I think the coin is unquestionably authentic, though on the
obverse the
head hair above the ear and the beard hair in front of the ear have been re-engraved.
One can judge the extent of the tooling by comparing other
sestertii of Divus
Severus with the Pyre
reverse, struck from the same
obverse die:
BMC pl. 66.7 (overcleaned itself); Stack's Knobloch Sale, May 1980, 904 = Auctiones, June 1978, 789.
This Emperor on
Eagle rev. type is far rarer than the Pyre
type that usually appears on the
scarce sestertii of Divus Septimius. The
Gorny specimen, despite the tooling, must be the best preserved of the half dozen or so specimens that I have record of.

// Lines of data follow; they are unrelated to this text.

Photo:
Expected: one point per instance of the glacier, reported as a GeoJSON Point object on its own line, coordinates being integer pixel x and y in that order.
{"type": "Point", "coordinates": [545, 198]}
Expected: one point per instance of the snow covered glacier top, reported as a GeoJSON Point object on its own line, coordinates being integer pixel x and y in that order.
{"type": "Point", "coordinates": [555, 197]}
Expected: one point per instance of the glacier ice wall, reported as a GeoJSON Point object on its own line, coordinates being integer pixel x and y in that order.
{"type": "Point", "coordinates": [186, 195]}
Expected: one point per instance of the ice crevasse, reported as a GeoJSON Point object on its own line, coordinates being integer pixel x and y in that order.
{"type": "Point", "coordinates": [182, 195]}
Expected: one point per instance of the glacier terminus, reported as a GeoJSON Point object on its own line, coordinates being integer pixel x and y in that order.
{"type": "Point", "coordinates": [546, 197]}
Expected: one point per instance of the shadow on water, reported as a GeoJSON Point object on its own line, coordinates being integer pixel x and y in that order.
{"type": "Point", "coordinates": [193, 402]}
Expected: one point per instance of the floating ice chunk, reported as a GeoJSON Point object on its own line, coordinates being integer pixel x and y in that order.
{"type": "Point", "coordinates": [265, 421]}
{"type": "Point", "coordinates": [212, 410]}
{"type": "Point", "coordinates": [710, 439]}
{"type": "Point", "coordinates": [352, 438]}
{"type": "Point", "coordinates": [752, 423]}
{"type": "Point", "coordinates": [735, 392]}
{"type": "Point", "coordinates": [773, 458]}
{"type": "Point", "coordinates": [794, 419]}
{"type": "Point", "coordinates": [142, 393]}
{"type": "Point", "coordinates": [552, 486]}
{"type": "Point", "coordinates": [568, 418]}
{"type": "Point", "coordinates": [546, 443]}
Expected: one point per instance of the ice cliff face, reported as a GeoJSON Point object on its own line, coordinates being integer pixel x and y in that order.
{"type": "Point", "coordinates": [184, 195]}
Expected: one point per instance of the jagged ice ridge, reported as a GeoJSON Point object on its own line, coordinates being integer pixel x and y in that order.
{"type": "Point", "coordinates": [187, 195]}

Without having compared it to other specimens from the same
reverse die, I see no obviously
tooled and re-engraved details on the
reverse of the coin, though I am suspicious of the folds of the emperor's
toga and the diagonal lines on the left half of the
thunderbolt.
By a misprint in
Cohen 83, which was already present in Cohen's first edition, this very
rare sestertius was erroneously valued at a mere 10 francs, while the much commoner Pyre piece,
Cohen 90, got 80 francs!
RIC 490A-B obliviously compounded Cohen's misprint by rating the Pyre
type R3, but Emperor on
Eagle type merely R! Obviously the intended
price for
Cohen 83 must have been 100 francs, or maybe 120 or 150!